# Sex-specific association of visceral adiposity index with renal dysfunction in chinese type 2 diabetes: A cross-sectional study

**Authors:** Songfang Liu, Louyan Ma, Yu Niu, Ranran Ma, Ting Qi, Bingyin Shi, Aleksandra Klisic, Aleksandra Klisic, Aleksandra Klisic, Aleksandra Klisic

PMC · DOI: 10.1371/journal.pone.0343375 · PLOS One · 2026-02-25

## TL;DR

The study finds that visceral adiposity index is strongly linked to kidney dysfunction in Chinese men with type 2 diabetes, but not in women.

## Contribution

The study identifies sex-specific differences in how visceral adiposity relates to kidney function in Chinese type 2 diabetes patients.

## Key findings

- Visceral adiposity index is a significant predictor of renal dysfunction in Chinese male T2DM patients.
- Female associations between adiposity indices and kidney function are largely explained by confounding factors.
- Sex-stratified analysis reveals distinct clinical implications for male and female diabetic patients.

## Abstract

Diabetic nephropathy is a serious microvascular complication of type 2 diabetes mellitus, yet the sex-specific relationship between visceral adiposity and renal dysfunction remains insufficiently explored in Chinese populations.

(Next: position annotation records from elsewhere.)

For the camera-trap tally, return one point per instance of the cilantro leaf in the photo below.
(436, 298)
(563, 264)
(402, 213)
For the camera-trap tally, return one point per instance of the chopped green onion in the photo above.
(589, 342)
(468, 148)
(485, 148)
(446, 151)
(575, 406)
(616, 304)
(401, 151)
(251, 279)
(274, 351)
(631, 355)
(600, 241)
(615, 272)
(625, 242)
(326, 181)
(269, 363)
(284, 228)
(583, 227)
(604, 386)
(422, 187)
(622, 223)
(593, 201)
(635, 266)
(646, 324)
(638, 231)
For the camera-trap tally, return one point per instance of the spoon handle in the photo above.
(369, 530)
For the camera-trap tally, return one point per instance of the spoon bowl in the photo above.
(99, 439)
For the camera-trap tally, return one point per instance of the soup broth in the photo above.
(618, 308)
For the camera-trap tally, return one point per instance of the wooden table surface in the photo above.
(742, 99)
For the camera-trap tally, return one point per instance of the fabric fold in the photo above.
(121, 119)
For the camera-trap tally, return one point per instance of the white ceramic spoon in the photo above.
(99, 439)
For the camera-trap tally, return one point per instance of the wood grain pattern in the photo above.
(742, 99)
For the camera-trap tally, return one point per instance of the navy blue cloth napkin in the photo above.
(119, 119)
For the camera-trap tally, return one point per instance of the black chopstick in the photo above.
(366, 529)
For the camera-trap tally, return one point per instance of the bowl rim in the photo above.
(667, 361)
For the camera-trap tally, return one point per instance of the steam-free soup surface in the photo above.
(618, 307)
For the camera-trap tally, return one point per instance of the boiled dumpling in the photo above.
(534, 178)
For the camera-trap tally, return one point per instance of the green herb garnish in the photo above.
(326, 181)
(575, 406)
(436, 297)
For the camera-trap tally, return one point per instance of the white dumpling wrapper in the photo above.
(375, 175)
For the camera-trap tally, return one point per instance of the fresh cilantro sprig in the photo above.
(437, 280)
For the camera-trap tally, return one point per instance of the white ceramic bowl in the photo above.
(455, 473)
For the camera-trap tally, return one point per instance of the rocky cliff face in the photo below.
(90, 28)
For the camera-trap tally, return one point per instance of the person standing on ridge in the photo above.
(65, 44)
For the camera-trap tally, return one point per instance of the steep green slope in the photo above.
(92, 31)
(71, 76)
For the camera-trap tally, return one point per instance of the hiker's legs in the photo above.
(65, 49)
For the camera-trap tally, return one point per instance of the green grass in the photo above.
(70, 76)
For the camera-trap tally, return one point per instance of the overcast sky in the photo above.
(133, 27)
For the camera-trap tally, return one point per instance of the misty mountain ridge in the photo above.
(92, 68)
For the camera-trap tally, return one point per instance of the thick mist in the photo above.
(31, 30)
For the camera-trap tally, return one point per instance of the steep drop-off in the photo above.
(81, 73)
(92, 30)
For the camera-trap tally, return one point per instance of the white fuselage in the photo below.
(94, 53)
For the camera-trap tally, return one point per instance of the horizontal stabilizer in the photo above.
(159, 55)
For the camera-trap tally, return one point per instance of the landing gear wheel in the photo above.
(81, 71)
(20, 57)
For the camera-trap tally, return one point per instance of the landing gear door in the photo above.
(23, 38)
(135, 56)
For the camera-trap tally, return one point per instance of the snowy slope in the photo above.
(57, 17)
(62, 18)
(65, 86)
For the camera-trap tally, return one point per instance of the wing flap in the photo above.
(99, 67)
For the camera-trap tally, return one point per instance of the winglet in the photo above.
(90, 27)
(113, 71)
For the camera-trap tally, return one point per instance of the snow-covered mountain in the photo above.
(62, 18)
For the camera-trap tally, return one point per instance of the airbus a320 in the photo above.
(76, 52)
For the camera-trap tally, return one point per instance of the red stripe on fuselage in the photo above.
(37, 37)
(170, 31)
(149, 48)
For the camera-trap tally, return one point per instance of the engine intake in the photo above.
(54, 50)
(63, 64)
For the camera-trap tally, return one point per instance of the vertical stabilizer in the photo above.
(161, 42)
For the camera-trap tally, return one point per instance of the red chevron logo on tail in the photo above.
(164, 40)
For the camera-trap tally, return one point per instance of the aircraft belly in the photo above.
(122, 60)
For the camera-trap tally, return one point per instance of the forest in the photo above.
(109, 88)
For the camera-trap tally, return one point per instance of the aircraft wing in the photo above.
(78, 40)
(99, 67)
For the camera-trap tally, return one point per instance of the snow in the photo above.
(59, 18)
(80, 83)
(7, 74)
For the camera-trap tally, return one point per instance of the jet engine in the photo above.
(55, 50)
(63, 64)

To investigate the association between visceral adiposity indices and renal dysfunction in Chinese type 2 diabetes mellitus patients, emphasizing this population’s unique risk profile and the clinical utility of composite adiposity measures.

This cross-sectional study involved 1,335 type 2 diabetes mellitus patients. The primary outcome variable was renal dysfunction, defined as an estimated glomerular filtration rate (eGFR) < 60 mL/min/1.73 m². Thirteen visceral adiposity indices were evaluated through correlation analysis, overall population regression modeling, and sex-stratified approaches. Multiple regression models were progressively adjusted for demographic characteristics, lifestyle factors, clinical parameters, and medications to assess independent associations with estimated glomerular filtration rate.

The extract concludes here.